Samsung’s recent rollout of a gigantic wall-sized TV has created a huge buzz in the digital display sector. The 146-inch microLED screen is the first brand-new display technology to be commercialized in more than a decade. Whether it was worth the wait remains to be seen, but the subject of microLED technology is currently on everyone’s lips.

According to Research and Markets, the microLED display market is set to expand from $600 million in 2019 to $20.5 billion by 2025, at a CAGR of 80.1 percent between 2019 and 2025. The explosive demand will likely generate from the ever-increasing desire for brighter and more power-efficient display panels for multiple devices. The technology is not just for TV’s; these new screens are predicted to transform smartwatches, mobile devices, and NTE (AR/VR) devices.

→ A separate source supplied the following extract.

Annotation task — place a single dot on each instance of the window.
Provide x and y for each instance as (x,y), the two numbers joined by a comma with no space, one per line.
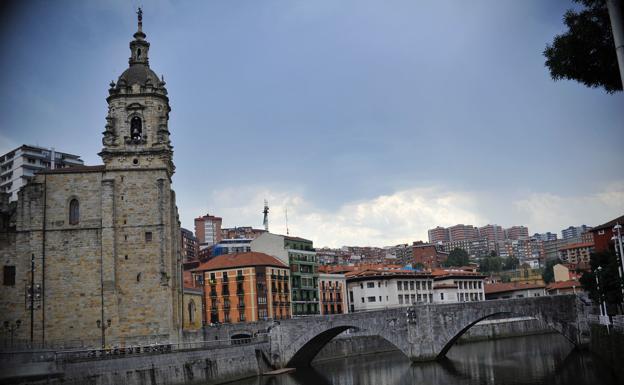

But what exactly is micro-LED and how is it different from previous display technology? Micro LED and the currently popular OLED are similar in that they both composed of small, light-emitting diodes. Unlike LCD, however, in LED, each sub-pixel produces its own light without relying on a back light. microLED, then, is composed of millions of micro (tiny) LEDs, or in simplest terms, it is created from significantly smaller versions of current LCD screens, with the LEDs measuring smaller than 100 µm—less than the width of a human hair.

However, the process is more complex than it sounds. In addition to reducing the LED size, the technology requires a reduction in pitch size as well. Pitch is the distance between pixels, and pixels are the elements that unify to create an image. Reducing pitch size becomes tricky, considering that the size of surrounding circuitry can only remain functional at a reasonably larger size than these tiny LEDs allow for. That complexity and other challenges, including cost, are some of the reasons for the 10-year wait for this technology.

Samsung is definitely a forerunner in utilizing these advances for their products. It’s newest brainchild, the giant TV known affectionately as “The Wall,” has people talking and many dreaming of hosting a Super Bowl party to beat all Super Bowl parties. But Samsung is not the only company to capitalize on this innovation. Apple and Sony have demonstrated their rising interest in microLED display technology as well.

Technology & market analyst for Yole Development, Zine Bouhamri, argues that Apple will likely lead the way in incorporating microLED on the mobile devices front. Bouhamri told microled-info.com, “Apple’s portfolio is one of the most complete, comprehensively covering all critical technologies pertinent to microLEDs.” And as previously explained, there are plenty of complex technological components to manage before a company can deliver.

Other markets that will be impacted are digital signage, AR/VR and wearable devices to name just a few. With the complexities of creating microLED and the challenges of keeping costs down, which company will find solutions first and come out on top are issues that the analysts will be watching carefully in the coming months. In tandem, consumers will be watching also, with images continuing to become brighter, crisper, and more life-like right before our eyes.